Portions of his huge mansion still remain.
Dunmore’s offers a lovely hill-top view of the extensive islet formations that decorate the southern side of central Long Island.
St Paul’s Anglican Church in Clarence Town is one of Monsignor John ‘Jerome’ Hawes’ masterpieces. 5 Descendants of Dunmore’s claim Lord Dunmore willed all land comprising his former estate to his slaves and their descendants.
Like Dunmore’s, many of the once bustling towns of southern Long Island are but in name only, we found. It was as if one day everyone just up and departed, leaving everything as they were.
And in that, Bahamians today are given a special treat – an insight into how people lived back then.
The once populous town of Roses stands a stark example. It is frozen in time – a veritable museum of that era. Everything right down to the public lavatory remains intact.

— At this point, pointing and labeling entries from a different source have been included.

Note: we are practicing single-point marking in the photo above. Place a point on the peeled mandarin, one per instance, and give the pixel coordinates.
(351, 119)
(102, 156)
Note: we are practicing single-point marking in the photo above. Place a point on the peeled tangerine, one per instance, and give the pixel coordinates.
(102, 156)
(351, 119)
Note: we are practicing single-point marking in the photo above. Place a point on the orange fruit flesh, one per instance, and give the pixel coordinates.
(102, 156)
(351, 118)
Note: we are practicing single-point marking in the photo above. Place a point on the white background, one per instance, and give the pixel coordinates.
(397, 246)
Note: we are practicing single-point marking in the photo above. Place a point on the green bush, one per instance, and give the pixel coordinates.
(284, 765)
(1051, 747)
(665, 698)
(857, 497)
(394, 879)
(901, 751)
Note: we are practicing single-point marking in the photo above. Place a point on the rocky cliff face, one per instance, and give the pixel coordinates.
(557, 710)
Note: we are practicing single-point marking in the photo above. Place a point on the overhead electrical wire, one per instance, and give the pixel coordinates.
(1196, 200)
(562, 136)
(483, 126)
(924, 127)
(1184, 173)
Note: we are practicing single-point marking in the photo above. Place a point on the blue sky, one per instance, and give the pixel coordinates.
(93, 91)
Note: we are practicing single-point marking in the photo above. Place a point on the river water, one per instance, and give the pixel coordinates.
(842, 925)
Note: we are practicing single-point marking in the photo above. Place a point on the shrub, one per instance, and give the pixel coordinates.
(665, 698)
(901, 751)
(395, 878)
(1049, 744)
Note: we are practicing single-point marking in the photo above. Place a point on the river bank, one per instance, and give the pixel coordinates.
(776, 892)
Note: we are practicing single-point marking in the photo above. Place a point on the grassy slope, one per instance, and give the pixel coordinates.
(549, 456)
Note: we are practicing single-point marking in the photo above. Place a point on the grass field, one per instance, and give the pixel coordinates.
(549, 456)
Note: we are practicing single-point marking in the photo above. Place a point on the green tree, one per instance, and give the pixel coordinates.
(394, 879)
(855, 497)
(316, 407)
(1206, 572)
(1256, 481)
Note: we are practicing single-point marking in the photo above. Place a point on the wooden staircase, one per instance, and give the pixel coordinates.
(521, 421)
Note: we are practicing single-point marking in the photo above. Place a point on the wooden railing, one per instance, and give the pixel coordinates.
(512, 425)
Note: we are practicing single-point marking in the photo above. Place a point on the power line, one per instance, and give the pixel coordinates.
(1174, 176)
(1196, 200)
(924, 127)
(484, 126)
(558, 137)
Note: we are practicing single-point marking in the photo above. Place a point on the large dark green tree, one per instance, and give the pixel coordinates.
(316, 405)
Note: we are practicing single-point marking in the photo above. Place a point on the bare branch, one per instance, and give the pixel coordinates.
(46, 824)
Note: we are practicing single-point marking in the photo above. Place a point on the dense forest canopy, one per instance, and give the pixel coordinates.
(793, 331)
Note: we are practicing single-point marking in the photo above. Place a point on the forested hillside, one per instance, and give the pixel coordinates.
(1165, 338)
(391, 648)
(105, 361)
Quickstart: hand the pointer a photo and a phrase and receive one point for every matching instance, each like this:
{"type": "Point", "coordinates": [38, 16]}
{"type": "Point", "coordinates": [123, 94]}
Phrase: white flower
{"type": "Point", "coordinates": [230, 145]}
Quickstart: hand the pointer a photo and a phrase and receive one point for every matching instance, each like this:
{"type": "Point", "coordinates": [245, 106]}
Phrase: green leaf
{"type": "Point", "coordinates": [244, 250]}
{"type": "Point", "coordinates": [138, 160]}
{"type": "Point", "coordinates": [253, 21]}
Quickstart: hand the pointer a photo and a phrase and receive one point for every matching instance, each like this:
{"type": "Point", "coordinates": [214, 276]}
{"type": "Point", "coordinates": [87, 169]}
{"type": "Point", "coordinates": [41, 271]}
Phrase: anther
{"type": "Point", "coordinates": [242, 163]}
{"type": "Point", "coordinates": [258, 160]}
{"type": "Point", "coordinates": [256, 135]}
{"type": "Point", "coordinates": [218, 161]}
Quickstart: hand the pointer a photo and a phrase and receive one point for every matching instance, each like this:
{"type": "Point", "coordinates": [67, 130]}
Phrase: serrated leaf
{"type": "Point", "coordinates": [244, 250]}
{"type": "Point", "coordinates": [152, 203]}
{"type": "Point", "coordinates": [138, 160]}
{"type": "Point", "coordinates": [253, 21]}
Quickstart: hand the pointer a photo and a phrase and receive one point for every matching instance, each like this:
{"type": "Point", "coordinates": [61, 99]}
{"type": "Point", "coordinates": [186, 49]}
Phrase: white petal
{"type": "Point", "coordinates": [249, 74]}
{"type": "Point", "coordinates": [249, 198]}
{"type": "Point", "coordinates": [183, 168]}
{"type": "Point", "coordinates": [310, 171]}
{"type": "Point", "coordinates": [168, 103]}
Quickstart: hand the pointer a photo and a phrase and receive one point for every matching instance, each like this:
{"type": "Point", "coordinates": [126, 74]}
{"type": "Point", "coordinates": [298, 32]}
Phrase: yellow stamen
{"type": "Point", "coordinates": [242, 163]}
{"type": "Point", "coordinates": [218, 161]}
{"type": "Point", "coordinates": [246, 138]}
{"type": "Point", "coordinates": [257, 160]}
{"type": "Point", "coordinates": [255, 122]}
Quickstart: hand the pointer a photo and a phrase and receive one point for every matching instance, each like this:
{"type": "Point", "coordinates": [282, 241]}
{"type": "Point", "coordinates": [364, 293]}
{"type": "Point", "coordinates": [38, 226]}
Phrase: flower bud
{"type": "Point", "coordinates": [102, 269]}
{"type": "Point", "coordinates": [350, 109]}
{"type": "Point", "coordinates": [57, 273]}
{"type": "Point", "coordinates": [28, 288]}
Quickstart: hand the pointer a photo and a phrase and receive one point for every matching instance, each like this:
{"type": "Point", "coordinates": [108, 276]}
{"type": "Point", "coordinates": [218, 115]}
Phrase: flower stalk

We paid a courtesy call on octogenarian Susannah Martinborough in Mortimer’s at the original Goat Pond Bar, built in the early fifties. She is a history book.
Gordon’s is the last community in the south. It is blessed with a lovely beach which takes up all of a half-moon cove featuring some of the finest blend of aquamarine that graces south side.
Stripping to boxers, I joined Julie in the balmy aquatic embrace of the nearby Crooked Island Passage.
“This ain’t bad at all,” she said as we set our sights northward. “I could get use to this.
“There’s history, geography, culture all rolled into one. It’s like going back to your roots.” Long Islanders are predominantly Anglican. There are Catholics, Baptists, Brethrens and others.
We visited the oldest church, St Mary’s in the Bight, said to have been constructed by Spaniards in the 17th century.
One of the prettiest church settings is that of St. Joseph’s, immediately north of Salt Pond. Surrounded by gleaming white tombs, it is tucked snugly in the cleft of the hill overlooking the popular Thompson Bay.
From there, under a sprawling Poinciana tree, we watched a most spectacular sunset.
“This is the best day I had in a long time,” she whispered.
“Ditto that,” I added.
One thing about vacationing in Long Island, time takes wings. You’re barely there before it’s time to leave. Such is the draw of domestic tourism. It keeps you coming back for more.
As Julie boarded her flight to Nassau, she turned to me, “See you soon.”